Tried first: pass module.platform_schedules.jobs_manifest into module.observability_app as an
env-var input so the obs Lambda's watchdog code knows what to watch. This is a circular module dependency:
obs_app provides→ lambda_arn consumed-by→ platform_schedules
platform_schedules provides→ manifest consumed-by→ obs_app
Terraform refuses to apply — two-cycle in the module DAG. Breaking the cycle requires one direction to be non-Terraform. The cleanest break: publish the manifest to SSM Parameter Store at a fixed path; target Lambdas read it at cold start (cached in module scope; 15-minute in-process TTL so a fresh apply lands by the next cold start).
IAM scopes for the target Lambda use the naming convention enforced by the schedules module (every resource is named
${project_name}-...), so the obs Lambda can scope sqs:GetQueueAttributes with a wildcard
that matches every DLQ without taking the ARNs as TF inputs.
| Layer | Mechanism |
|---|---|
| Retry | EventBridge Scheduler retry policy (3 attempts within 1h window by default; tunable per job) |
| Dead-letter | SQS DLQ per job, audit-CMK encrypted, 14-day retention |
| Run history | DDB job-run partition, 30-day TTL, queryable from the obs Schedules UI |
| SLA breach alert | Watchdog every 30 min, SES email to cartridge recipients with 6h throttle |
| Operator view | Schedules tab: health, history, "Run now" |
| Declaration | Single map entry in env composition + a wrapScheduledHandler call in the cartridge's Lambda |
Cost is functionally zero at our scale (1440 watchdog Lambda invocations / month at $0.0000002 each).
scheduled-handler.js into your cartridge's lambda/ directory (or import it once we promote to a Layer).const scheduledFn = wrapScheduledHandler('your-job-id', actualFn);scheduledFn(event, context).substrate/environments/ai-sandbox/main.tf's module "platform_schedules" { jobs = {...} }
with the same job ID, your cron, app ID, target Lambda ARN/name, payload, and SLA.
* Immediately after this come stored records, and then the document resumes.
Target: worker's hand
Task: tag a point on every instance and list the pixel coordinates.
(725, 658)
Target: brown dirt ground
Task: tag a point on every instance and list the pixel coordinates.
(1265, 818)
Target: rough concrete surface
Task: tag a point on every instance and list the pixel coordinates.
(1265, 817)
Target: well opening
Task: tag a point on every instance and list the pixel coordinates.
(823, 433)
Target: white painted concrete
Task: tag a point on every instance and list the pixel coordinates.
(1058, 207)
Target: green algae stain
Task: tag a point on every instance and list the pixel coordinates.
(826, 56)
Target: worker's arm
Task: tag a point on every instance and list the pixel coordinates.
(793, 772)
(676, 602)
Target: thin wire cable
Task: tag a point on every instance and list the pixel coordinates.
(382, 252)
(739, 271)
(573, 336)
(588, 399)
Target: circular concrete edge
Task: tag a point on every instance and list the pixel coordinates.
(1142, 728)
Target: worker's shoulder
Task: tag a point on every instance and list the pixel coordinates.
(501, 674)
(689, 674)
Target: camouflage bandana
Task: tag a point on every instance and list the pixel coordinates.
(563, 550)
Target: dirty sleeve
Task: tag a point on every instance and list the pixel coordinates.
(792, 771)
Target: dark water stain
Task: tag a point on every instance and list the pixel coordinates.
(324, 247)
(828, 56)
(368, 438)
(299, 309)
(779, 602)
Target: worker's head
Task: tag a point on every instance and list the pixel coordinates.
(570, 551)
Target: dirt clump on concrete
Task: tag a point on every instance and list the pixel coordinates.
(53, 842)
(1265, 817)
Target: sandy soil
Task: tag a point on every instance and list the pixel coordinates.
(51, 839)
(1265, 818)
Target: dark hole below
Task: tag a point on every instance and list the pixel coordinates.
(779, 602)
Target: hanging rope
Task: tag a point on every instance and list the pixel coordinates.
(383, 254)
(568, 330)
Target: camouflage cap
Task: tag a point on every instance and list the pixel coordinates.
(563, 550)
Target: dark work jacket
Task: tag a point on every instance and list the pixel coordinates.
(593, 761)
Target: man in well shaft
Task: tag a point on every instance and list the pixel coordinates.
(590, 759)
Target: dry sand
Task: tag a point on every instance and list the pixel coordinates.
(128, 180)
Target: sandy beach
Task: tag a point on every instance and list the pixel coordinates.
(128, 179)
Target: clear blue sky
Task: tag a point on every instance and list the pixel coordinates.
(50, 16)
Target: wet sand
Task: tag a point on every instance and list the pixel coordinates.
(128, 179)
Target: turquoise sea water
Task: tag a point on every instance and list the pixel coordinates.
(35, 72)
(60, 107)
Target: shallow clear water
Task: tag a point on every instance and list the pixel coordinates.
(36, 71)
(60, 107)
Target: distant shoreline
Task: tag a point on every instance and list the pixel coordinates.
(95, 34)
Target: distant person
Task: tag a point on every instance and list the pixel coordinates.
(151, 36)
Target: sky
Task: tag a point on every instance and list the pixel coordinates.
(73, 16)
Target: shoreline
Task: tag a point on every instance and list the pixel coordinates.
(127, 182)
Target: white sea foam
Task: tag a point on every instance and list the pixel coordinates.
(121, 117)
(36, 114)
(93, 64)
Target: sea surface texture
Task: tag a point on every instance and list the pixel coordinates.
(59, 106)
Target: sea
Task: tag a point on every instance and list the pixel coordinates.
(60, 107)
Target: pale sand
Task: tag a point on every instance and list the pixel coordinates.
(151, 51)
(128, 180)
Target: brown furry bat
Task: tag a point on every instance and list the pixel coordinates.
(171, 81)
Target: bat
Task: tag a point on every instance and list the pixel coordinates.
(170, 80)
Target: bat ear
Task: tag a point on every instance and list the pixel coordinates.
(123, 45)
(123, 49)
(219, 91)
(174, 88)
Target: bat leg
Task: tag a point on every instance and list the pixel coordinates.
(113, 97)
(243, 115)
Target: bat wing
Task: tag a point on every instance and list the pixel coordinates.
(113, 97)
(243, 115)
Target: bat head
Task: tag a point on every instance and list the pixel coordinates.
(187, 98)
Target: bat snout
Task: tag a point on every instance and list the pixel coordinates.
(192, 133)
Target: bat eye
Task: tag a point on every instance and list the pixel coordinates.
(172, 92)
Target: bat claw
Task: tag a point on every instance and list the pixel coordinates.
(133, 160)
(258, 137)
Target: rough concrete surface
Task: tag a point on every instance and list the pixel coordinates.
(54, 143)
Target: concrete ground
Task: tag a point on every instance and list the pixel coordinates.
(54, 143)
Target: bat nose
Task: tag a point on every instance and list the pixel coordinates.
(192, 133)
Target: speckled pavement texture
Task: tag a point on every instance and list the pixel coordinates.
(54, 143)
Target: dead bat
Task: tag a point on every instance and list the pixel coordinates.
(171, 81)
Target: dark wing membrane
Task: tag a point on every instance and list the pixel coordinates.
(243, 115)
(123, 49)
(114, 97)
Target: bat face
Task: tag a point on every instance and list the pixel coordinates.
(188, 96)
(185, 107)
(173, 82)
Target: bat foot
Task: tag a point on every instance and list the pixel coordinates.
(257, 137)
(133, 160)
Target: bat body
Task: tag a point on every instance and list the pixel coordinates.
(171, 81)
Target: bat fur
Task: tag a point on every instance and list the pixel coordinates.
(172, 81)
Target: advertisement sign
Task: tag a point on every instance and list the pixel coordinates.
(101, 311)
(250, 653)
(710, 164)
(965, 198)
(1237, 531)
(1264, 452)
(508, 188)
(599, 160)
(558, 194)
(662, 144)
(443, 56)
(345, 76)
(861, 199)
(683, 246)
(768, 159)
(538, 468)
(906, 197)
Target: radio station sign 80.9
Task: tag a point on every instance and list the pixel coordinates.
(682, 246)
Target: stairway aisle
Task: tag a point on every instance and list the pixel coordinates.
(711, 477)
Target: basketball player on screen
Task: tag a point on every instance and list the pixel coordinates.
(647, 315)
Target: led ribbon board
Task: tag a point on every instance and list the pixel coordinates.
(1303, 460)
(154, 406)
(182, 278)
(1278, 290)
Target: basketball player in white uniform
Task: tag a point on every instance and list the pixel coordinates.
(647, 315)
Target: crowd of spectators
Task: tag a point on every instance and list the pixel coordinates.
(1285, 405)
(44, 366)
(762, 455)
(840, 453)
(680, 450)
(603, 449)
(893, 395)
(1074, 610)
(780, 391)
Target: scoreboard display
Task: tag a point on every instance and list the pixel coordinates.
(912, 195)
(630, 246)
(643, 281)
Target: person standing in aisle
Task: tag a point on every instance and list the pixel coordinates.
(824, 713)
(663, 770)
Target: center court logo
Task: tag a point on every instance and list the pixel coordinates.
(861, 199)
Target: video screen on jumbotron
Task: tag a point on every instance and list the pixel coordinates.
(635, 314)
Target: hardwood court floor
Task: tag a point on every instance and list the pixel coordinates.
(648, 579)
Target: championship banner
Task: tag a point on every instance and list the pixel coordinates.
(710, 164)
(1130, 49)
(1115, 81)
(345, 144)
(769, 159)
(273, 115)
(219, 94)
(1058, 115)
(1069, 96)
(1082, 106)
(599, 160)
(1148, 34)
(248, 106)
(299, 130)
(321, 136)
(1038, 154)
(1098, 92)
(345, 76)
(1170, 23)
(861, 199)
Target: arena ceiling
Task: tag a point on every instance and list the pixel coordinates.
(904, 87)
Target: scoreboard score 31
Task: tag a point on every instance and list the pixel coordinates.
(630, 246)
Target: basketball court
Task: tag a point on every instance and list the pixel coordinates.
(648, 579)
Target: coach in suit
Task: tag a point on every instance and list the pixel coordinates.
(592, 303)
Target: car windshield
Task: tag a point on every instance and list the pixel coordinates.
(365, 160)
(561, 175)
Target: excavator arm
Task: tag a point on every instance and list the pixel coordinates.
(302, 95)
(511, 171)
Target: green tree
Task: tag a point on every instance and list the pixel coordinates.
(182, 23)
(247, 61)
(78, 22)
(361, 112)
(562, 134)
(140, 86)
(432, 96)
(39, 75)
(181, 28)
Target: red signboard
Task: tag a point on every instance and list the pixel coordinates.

Same shape as the Step.6.i metadata doctrine: declarative job spec from the cartridge, enforcement at the platform.
The cartridge author writes ~10 lines of TF + one wrapScheduledHandler call; everything else is
substrate-provided. The reliability properties of the daily narrative are now the floor for every job, not the
ceiling.
When the narrative used to fail without anyone knowing, the failure was in the platform's feedback loop, not in the narrative code. Fixing this once (via the watchdog + Schedules UI) fixes it for every future scheduled job that joins the substrate.